The U.S. Supreme Court has dealt a blow to the infamous paper witness.  Paper is impossible to cross-examine, so when paper documents are legislated admissible in court it is burden-shifting and requires the Defense to hire an expert to rebut the paper witness.

It is unclear how far Georgia Courts will allow this case precedent to spread but it appears that certainly Georgia DUI crime lab reports, Georgia DUI certificates of inspection of state breath tests, and possible the dreaded Georgia DUI Intoxilyzer 5000 breath strip and infamous source code may be in jeopardy, but what do I know I’m just an Atlanta DUI lawyer.

certiorari to the appeals court of Massachusetts

No. 07–591. Argued November 10, 2008—Decided June 25, 2009

At the petitioner’s state-court drug trial, the prosecution introduced certificates of state laboratory analysts stating that material seized by police and connected to the petitioner was cocaine of a certain quantity. As required by Massachusetts law, the certificates were sworn to before a notary public and were submitted as prima facie evidence of what they asserted. Petitioner objected, asserting that Crawford v. Washington, 541 U. S. 36, required the analysts to testify in person. The trial court disagreed, the certificates were admitted, and the petitioner was convicted. The Massachusetts Appeals Court affirmed, rejecting the petitioner’s claim that the certificates’ admission violated the Sixth Amendment.
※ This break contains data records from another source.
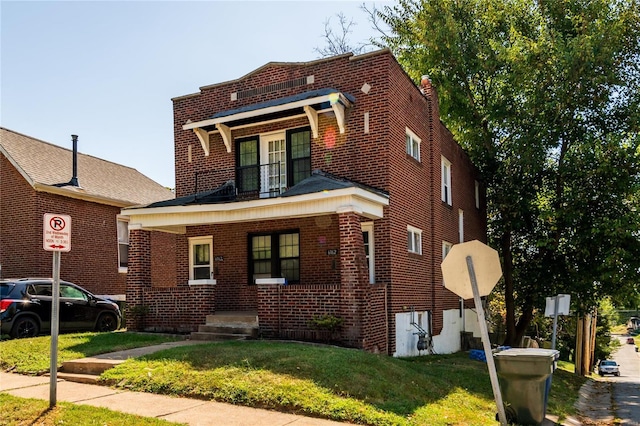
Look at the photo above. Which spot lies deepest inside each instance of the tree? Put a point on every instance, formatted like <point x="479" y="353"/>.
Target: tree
<point x="544" y="96"/>
<point x="337" y="42"/>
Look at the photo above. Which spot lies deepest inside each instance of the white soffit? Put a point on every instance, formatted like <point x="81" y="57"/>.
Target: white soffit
<point x="337" y="100"/>
<point x="177" y="218"/>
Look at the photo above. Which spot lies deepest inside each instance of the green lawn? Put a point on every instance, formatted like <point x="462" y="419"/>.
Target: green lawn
<point x="329" y="382"/>
<point x="23" y="411"/>
<point x="32" y="355"/>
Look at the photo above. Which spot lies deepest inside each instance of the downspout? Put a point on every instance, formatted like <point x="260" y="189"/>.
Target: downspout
<point x="427" y="90"/>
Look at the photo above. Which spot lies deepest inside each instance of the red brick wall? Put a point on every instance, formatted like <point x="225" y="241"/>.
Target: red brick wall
<point x="21" y="252"/>
<point x="230" y="242"/>
<point x="377" y="158"/>
<point x="163" y="262"/>
<point x="93" y="260"/>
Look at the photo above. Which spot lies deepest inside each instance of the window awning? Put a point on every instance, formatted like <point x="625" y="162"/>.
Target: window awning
<point x="307" y="103"/>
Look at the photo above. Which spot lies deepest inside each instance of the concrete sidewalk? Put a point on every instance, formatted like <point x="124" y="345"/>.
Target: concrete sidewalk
<point x="593" y="399"/>
<point x="181" y="410"/>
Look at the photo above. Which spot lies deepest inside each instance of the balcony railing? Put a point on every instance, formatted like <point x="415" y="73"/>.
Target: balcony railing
<point x="247" y="182"/>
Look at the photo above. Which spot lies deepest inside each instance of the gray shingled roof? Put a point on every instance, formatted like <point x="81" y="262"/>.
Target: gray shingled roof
<point x="49" y="164"/>
<point x="319" y="181"/>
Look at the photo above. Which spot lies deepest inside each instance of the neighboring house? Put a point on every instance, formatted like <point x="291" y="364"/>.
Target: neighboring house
<point x="307" y="189"/>
<point x="37" y="177"/>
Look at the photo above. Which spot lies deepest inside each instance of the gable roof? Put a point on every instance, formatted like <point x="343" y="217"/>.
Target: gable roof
<point x="48" y="168"/>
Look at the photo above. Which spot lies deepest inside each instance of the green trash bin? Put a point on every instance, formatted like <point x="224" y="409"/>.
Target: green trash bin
<point x="523" y="374"/>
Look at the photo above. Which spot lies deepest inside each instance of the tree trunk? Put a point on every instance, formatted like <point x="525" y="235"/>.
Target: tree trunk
<point x="509" y="300"/>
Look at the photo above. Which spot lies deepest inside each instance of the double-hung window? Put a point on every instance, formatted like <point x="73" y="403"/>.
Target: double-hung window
<point x="275" y="255"/>
<point x="200" y="259"/>
<point x="413" y="144"/>
<point x="123" y="244"/>
<point x="270" y="163"/>
<point x="414" y="240"/>
<point x="446" y="248"/>
<point x="446" y="181"/>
Held: The admission of the certificates violated the petitioner’s Sixth Amendment right to confront the witnesses against him. Pp. 3–23.

(a)  Under Crawford, a witness’s testimony against a defendant is inadmissible unless the witness appears at trial or, if the witness is unavailable, the defendant had a prior opportunity for cross-examination. 541 U. S., at 54. The certificates here are affidavits, which fall within the “core class of testimonial statements” covered by the Confrontation Clause, id., at 51. They asserted that the substance found in petitioner’s possession was, as the prosecution claimed, cocaine of a certain weight—the precise testimony the analysts would be expected to provide if called at trial. Not only were the certificates made, as Crawford required for testimonial statements, “under circumstances which would lead an objective witness reasonably to believe that the statement would be available for use at a later trial,” id., at 52, but under the relevant Massachusetts law, their sole purpose was to provide prima facie evidence of the substance’s composition, quality, and net weight. Petitioner was entitled to “be confronted with” the persons giving this testimony at trial. Id., at 54. Pp. 3–5.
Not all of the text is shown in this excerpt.